1. A silver sheet is hammered out to a predetermined thickness and then cut into as many as 24 different parts.
2. The surface of each component is polished, first with a file and then with a traditional tool called a kisage (shave plane).
3. The kuwagata horns and sword are polished with charcoal to smooth off the minute filing marks. This preliminary polishing is essential. If it is not done, the surface cannot be polished to a high luster at a later stage. Kuwagata are the elements of the maedate (front) that jut out boldly to the left and right. The stag beetle is also known as kuwagata in Japanese, a moniker derived from these stylized horns.
4. Ground emery is sprinkled over the surface of the fukikaeshi (wing-like projections attached to the left and right sides of the helmet, originally intended to protect the wearer from swords and arrows) parts to create a nuanced texture. This process, called arashi, requires great technical skill.

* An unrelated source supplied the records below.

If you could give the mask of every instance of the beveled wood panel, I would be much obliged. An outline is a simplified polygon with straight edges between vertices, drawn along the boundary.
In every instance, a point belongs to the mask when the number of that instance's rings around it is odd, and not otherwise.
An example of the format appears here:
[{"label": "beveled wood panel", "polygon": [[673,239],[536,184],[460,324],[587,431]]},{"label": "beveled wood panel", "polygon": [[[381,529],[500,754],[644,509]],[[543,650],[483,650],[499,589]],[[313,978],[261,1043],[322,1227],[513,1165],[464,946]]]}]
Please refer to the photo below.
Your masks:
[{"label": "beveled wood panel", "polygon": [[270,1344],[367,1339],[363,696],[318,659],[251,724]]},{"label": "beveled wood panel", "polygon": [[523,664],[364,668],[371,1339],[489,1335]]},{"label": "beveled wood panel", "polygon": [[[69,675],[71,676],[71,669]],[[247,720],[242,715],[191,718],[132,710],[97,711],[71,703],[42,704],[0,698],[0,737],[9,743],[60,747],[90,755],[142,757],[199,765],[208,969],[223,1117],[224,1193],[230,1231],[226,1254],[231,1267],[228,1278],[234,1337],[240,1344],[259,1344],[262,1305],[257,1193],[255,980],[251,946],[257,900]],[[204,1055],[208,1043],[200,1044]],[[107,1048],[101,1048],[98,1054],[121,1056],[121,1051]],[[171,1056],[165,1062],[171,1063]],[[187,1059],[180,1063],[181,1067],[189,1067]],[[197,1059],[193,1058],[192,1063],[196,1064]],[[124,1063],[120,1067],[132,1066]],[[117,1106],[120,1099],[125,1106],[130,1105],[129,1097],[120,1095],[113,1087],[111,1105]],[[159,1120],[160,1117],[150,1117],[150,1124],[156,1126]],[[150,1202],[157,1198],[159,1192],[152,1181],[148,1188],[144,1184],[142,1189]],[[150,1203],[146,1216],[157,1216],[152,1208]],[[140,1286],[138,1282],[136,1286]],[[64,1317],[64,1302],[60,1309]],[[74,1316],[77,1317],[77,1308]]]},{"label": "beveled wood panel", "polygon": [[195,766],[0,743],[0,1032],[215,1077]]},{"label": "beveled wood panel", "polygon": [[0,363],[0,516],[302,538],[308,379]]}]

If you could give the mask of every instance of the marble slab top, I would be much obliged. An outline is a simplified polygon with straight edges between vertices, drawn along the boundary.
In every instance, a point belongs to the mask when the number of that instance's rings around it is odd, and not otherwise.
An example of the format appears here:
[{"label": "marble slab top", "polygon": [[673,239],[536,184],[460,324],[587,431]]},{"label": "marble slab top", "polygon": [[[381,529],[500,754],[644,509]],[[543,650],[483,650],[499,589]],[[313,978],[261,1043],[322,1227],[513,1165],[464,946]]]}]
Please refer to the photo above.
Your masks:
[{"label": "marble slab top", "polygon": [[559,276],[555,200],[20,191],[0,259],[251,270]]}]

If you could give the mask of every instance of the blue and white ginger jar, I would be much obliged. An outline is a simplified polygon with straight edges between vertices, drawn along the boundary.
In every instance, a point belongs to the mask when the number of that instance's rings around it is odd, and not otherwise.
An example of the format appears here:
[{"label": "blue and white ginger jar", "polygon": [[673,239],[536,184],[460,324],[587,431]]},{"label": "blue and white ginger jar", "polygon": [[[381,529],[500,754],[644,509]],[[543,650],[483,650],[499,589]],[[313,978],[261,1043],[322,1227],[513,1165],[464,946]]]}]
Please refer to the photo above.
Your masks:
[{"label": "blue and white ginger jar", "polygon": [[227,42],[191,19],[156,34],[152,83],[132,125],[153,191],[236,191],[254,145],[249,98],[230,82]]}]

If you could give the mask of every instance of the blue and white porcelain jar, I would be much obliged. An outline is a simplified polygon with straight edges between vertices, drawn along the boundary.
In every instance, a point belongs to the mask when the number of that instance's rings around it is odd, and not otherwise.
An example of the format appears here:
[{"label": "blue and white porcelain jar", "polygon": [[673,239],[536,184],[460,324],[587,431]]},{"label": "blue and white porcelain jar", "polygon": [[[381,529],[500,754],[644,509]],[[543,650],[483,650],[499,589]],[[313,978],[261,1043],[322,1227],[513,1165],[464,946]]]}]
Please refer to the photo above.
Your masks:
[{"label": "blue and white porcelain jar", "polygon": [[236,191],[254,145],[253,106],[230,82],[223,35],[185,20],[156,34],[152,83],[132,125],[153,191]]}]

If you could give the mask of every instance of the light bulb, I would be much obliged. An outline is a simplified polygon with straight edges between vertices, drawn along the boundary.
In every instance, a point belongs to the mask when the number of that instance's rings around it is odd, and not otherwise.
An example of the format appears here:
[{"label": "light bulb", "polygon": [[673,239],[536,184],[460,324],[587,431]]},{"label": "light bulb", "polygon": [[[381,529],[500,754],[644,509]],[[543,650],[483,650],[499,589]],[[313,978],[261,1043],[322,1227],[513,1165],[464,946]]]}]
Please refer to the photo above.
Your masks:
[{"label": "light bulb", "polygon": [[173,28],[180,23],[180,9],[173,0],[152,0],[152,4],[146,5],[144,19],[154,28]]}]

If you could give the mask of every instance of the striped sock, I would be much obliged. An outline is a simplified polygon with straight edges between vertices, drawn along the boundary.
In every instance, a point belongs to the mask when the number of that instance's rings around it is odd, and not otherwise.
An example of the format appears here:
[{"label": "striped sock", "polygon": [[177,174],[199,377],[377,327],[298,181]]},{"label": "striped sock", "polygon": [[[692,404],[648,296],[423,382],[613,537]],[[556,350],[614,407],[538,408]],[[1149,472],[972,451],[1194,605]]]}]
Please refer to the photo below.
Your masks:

5. After the arashi process is completed, the fukikaeshi pieces are decorated with gold, silver and copper solutions to give a brilliant and sumptuous finish to the designs. Each color is applied with care, and areas to be left unpainted are precisely masked off.
6. The craftsman uses a custom-made jig to bend the pieces of the fukikaeshi. With his fingers, he carefully works the silver sheet, which is between 0.7 and 0.8 millimeters thick, to create identical curves on the left and right sides.
7. The parts of the shikoro (neck guard) are given an antiquing treatment. Creating a vintage look takes two steps: First, treating the silver plates with sulfur to blacken them, and then polishing them with sodium bicarbonate on a dampened cotton wool pad till the surface takes on the burnished gleam of antique silver.
8. The craftsman connects the top, middle and bottom shikoro panels together by threading pure-silk odoshi-himo (braided cords) through the eyelets. He has to keep adjusting the tension on the cords so that the curvature of the sections will be uniform. The lacing process is so time-consuming that only four or five three-panel shikoro can be assembled in a day.